The safe house is up and running and we are all learning so much everyday! Among all the lessons, my favorites are generally spiritual. I have come to know my a Savior in a much more personal light and for that I am so grateful!
We have had children-survivors in the shelter for nearly 2 months now. Each case has been very different and each child’s reaction to their abuse has been very different. One thing that stayed consistent with each child was the need to know they were safe and loved. I found that the deeper the trauma, the louder the cry to be loved. If a child questioned if we loved them, their behavior became more and more inappropriate. Some broke things, others threatened to run away and one claimed she was going to stab herself or others.
At first it was hard not to take it personally. I could easily see things from my perspective. I had given up my comforts and life as I knew it for these kids. I had lost sleep and worked hard to provide for them. As we would ask simple things of them, like help with cleaning up or time to come in from playing, we would see meltdowns and fits of rage. As I stepped in to help house parents, I was kicked, pinched, sworn at and screamed at.
We didn’t have all of our staff members that we usually do during the holidays, which meant that the children did not have as many counseling sessions and the adults did not get as many breaks to regain strength. I wish I could say that I stayed strong and was always patient and loving, but that would be far from honest.
My hardest day came after days of emotional highs and lows and sleepless nights. My toddler was sick and the survivors had threatened to hurt my children. I had tried everything I could think of to express that we loved them, but to no avail. I was beyond exhausted but I didn’t dare leave the house parent alone with the three survivors, so I stayed even after I could see it wasn’t healthy.
That specific day, all of the kids were a bit defiant and disrespectful. One said she was running away and I didn’t try to stop her. My husband was standing at the gate and he knelt down to her level and said something to the effect of “Before you leave, can I tell you why we are here?” She agreed. He explained that we love children and that we are angry with anyone who would hurt a child in the way she had been hurt. He told her we love her and we would do anything to keep her safe from abuse. She came back over and hugged me. I started to cry and couldn’t stop. I wanted a private spot to “ugly cry” alone but that wasn’t an option so I just stayed there and sobbed. Two of the girls wrapped their arms around me and wouldn’t let go. I wish I could say that as they hugged me I felt strengthened and all was well after that, but the reality was that their hugs were still hugs of need. They were still looking for validation, love and strength from me. I knew the reality that I could never give enough to heal what had been broken.
I am grateful to say that I slept well that night, but the next afternoon a new fit of rage ensued after I asked a child to wait her turn for the bike. Asked she raged and broke things and threatened to throw a rock through the window at my children and the staff inside, I was just sick! I knew she couldn’t actually hurt them, but I didn’t want them to even see her that way. I walked into another room and fell to my knees. I called down the powers of heaven: angels, grace and all things helpful for each of us. When I walked back outside and looked at this young girl, all I could feel was love for her. I said “I still love you,” and she said nothing. I said “Can I hug you?” She grabbed me and did not let go. It was her turn to sob uncontrollably and understand a little more about God’s love. We both felt the powers of heaven, it was undeniable and the message was clear, God will always love us. His love does not change with our actions or whether we accept his love or not. His love is perfect and endless and is oh so very personal.

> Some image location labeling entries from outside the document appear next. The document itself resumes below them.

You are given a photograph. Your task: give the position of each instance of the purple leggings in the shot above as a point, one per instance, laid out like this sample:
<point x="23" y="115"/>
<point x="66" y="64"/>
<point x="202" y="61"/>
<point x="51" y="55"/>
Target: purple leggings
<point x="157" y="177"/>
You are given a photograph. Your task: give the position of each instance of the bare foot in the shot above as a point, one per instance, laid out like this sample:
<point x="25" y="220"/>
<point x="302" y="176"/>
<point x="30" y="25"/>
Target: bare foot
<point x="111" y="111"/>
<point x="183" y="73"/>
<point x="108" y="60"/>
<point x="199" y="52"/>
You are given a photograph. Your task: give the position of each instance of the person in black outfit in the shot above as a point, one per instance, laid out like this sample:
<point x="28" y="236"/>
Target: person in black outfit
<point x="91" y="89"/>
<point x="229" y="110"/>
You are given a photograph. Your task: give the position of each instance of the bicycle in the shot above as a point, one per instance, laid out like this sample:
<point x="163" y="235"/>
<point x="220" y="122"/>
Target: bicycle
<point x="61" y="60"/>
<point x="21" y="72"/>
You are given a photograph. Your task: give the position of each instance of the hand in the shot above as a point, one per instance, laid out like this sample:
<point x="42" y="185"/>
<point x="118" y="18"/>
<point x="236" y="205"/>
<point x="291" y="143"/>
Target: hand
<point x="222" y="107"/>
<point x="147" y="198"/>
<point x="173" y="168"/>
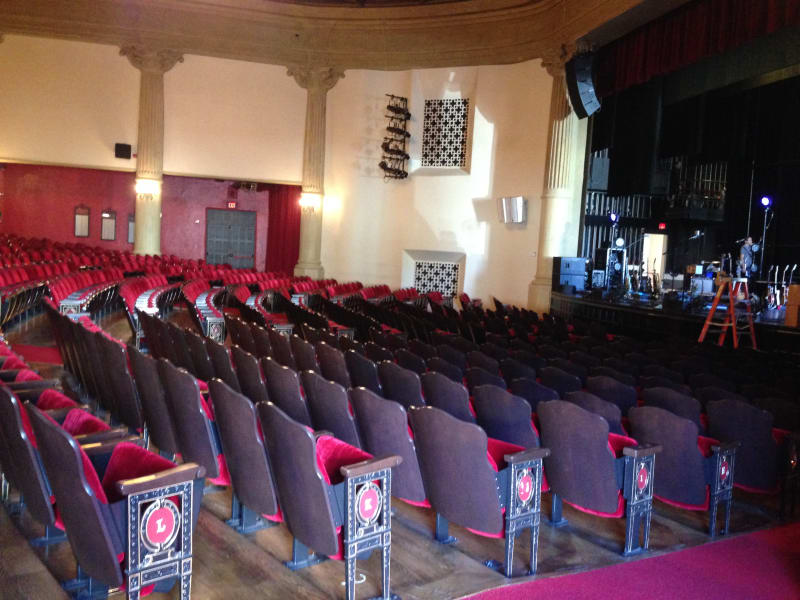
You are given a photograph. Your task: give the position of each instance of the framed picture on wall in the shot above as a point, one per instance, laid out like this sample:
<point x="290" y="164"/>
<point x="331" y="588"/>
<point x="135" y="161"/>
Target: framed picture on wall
<point x="108" y="225"/>
<point x="81" y="221"/>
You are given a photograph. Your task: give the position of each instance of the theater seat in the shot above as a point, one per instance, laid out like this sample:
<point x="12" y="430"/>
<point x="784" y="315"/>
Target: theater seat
<point x="330" y="407"/>
<point x="532" y="391"/>
<point x="493" y="488"/>
<point x="317" y="477"/>
<point x="504" y="416"/>
<point x="363" y="372"/>
<point x="447" y="395"/>
<point x="94" y="503"/>
<point x="254" y="501"/>
<point x="694" y="472"/>
<point x="383" y="429"/>
<point x="283" y="388"/>
<point x="597" y="472"/>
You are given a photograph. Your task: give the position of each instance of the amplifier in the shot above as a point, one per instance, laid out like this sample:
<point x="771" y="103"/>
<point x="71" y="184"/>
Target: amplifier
<point x="569" y="271"/>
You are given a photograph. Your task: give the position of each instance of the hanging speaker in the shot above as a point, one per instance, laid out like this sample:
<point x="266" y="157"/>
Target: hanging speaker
<point x="580" y="85"/>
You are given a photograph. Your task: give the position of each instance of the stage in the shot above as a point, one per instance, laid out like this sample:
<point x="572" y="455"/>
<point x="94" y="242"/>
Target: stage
<point x="644" y="318"/>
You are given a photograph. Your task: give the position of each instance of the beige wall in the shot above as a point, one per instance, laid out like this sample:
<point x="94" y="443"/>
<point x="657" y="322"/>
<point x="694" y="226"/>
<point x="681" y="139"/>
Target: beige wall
<point x="68" y="103"/>
<point x="368" y="222"/>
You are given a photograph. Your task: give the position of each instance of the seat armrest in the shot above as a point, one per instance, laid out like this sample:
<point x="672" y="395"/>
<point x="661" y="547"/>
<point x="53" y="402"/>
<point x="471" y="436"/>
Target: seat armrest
<point x="107" y="446"/>
<point x="34" y="384"/>
<point x="180" y="474"/>
<point x="641" y="450"/>
<point x="368" y="466"/>
<point x="102" y="436"/>
<point x="722" y="447"/>
<point x="526" y="455"/>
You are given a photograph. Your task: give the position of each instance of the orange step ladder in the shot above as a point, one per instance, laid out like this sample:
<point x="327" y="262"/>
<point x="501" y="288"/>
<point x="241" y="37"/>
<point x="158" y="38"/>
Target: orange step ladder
<point x="734" y="286"/>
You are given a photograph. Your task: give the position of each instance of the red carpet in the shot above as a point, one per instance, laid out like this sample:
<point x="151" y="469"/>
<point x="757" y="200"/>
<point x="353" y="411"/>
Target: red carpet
<point x="761" y="565"/>
<point x="48" y="354"/>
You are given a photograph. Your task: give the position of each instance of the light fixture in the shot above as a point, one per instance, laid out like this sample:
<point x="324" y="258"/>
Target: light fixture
<point x="150" y="187"/>
<point x="310" y="202"/>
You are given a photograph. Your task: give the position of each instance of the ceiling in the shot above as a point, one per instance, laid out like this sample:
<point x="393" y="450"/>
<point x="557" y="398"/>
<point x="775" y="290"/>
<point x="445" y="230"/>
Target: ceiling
<point x="349" y="34"/>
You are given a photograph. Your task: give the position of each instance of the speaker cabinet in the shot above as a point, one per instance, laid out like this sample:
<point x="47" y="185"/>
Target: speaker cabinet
<point x="580" y="85"/>
<point x="122" y="150"/>
<point x="513" y="209"/>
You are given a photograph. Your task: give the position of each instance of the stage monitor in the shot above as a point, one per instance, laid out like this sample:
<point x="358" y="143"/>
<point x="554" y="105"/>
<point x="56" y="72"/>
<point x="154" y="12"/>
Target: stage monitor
<point x="580" y="85"/>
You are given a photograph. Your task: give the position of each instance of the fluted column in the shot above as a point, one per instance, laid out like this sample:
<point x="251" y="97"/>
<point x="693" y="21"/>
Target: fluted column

Well, I am happy to say that the girls have voiced that they feel safe and loved at the shelter and we have now experienced nearly three weeks without any fits of rage!
For those of you who know and love my children, I can only imagine the concern you have for them. They have been a huge part of the success of Lighthouse Sanctuary! They have been examples of kindness, gratitude and good behavior. They claim that they have never felt threatened and that they are grateful to be a part of this journey with the girls. They have options now for how much time they spend with the girls and honestly at times they’d rather play with other friends but most of the time they choose to exercise, paint or learn with the girls. The girls have come to love my children and I love to see they way they bond and learn from each other.